During the process, Biden and Weiss want to ask potential jurors about heated political topics such as the 2024 election and gun rights, according to a court filing.

The opposing sides submitted a joint filing to the judge with a list of questions they agree should be posed to potential jurors. The judge gets the final say on which questions are asked.

They want to know whether potential jurors think Biden “is being prosecuted in this case because his father is the President of the United States and a candidate for President” and whether jurors think he is being protected from prosecution for “other crimes” because his father is the president.

Biden’s team has argued he is being unfairly targeted because of his famous political family, while some GOP critics claim he’s getting soft treatment because of his father.
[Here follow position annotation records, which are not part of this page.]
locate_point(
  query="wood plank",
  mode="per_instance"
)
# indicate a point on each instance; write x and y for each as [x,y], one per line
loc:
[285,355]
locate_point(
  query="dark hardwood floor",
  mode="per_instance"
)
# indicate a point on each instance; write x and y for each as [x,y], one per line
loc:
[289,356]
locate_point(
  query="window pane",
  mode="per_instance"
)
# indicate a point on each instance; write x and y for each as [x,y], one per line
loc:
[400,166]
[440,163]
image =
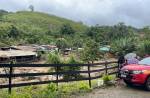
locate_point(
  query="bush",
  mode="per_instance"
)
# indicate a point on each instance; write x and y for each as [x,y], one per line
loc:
[107,79]
[72,60]
[50,92]
[123,46]
[144,48]
[83,87]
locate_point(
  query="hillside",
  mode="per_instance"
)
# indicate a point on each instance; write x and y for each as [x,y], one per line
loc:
[26,27]
[39,21]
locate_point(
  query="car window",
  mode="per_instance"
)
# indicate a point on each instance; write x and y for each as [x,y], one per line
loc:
[145,61]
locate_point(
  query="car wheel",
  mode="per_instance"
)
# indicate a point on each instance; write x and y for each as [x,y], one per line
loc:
[128,83]
[147,84]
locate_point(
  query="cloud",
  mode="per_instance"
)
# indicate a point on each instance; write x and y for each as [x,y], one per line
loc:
[91,12]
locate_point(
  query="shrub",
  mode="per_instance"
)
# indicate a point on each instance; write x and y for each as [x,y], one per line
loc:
[123,46]
[72,60]
[144,48]
[107,79]
[83,87]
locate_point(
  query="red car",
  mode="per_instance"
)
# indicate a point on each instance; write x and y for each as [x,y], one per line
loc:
[137,73]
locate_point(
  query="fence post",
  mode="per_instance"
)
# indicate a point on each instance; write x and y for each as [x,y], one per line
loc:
[106,70]
[10,80]
[57,75]
[89,73]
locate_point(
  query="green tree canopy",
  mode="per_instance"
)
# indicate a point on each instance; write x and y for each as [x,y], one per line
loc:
[66,29]
[90,52]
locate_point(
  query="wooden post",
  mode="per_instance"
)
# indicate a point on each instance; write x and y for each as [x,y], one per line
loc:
[57,75]
[89,73]
[106,70]
[10,80]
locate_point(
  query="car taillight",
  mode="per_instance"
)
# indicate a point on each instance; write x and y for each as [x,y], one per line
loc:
[136,72]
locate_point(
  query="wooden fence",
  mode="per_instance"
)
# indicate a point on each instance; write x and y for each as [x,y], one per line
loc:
[100,67]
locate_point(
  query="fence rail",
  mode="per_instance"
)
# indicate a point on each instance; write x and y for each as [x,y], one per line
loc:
[99,68]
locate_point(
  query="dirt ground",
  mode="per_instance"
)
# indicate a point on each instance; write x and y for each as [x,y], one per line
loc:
[120,91]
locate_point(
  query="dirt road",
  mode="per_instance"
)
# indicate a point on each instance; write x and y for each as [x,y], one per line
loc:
[121,91]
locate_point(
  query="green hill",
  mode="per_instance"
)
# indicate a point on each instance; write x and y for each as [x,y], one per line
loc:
[36,21]
[26,27]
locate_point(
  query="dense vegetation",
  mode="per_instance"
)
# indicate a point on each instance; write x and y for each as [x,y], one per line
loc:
[26,27]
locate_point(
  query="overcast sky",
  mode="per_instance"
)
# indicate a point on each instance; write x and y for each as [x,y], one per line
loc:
[91,12]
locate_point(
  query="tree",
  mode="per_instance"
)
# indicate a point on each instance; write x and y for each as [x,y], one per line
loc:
[66,29]
[13,33]
[123,45]
[91,52]
[61,43]
[31,7]
[144,48]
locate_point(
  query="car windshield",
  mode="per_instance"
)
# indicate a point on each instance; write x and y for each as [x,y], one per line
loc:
[145,61]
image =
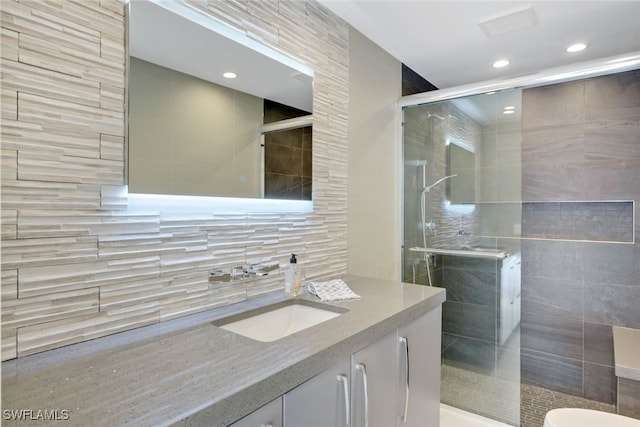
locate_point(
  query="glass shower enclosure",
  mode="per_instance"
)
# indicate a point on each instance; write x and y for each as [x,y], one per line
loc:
[462,216]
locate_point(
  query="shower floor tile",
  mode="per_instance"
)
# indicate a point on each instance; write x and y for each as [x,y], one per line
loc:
[454,417]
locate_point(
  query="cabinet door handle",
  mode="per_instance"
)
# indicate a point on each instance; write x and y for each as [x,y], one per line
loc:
[345,390]
[365,391]
[405,344]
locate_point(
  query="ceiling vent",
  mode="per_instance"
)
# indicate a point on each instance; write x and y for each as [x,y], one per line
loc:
[515,21]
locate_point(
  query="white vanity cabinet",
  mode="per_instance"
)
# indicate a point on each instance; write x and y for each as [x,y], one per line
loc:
[419,385]
[270,415]
[374,382]
[394,381]
[323,401]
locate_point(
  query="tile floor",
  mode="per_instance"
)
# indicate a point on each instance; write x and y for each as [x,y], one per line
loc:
[454,417]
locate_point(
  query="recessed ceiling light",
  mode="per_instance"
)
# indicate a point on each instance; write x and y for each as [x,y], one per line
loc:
[576,47]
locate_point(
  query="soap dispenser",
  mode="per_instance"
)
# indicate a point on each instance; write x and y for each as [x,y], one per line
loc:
[292,278]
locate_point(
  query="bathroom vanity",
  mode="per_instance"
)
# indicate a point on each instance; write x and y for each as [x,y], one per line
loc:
[378,359]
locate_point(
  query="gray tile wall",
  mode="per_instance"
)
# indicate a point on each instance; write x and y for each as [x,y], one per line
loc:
[76,264]
[581,142]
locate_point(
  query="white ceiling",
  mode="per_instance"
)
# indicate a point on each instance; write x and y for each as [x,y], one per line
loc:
[444,42]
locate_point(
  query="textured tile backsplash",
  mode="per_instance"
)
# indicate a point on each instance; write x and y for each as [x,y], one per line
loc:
[76,264]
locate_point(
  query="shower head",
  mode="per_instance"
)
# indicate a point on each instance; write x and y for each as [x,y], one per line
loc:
[427,189]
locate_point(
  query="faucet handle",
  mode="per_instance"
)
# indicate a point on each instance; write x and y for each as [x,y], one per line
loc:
[217,275]
[237,272]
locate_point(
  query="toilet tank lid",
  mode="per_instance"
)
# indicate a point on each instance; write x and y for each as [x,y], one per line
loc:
[574,417]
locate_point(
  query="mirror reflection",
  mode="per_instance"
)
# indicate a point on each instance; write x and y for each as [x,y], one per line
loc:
[193,132]
[461,162]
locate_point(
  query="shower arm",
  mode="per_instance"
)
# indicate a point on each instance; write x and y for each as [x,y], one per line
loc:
[427,189]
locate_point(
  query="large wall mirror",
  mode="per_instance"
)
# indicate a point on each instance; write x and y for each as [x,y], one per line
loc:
[194,132]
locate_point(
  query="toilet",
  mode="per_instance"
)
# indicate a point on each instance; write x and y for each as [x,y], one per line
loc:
[573,417]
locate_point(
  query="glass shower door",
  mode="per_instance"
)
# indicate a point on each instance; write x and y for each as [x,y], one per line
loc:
[462,216]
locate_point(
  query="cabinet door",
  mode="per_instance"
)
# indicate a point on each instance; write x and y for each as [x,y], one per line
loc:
[323,401]
[270,415]
[374,383]
[419,371]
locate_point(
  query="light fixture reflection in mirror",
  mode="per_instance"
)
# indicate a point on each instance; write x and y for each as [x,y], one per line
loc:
[182,142]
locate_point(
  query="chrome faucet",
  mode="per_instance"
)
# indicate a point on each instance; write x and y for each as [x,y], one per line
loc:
[241,272]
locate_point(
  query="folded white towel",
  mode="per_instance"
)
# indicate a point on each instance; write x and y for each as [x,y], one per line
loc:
[332,290]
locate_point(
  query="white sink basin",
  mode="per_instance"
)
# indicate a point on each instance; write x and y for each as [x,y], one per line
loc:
[279,320]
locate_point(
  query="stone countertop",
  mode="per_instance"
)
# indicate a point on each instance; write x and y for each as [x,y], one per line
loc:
[626,352]
[189,372]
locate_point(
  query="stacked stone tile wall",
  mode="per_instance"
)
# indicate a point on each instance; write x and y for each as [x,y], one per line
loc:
[77,264]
Both sides also want to know whether potential jurors are closely following the 2024 election, whether they donate to any politicians, or whether they have participated in any campaigns. And they want to know whether members of the jury pool can still be “fair and impartial” despite paying attention to the election.

In addition, they want to ask whether potential jurors have ever bought a gun and how they feel about various restrictions on gun possession. One of the proposed questions says: “Do you have any strong views about gun ownership in this country, the gun lobby, or the Second Amendment?”

This story has been updated with additional information.

CNN’s Holmes Lybrand contributed to this report.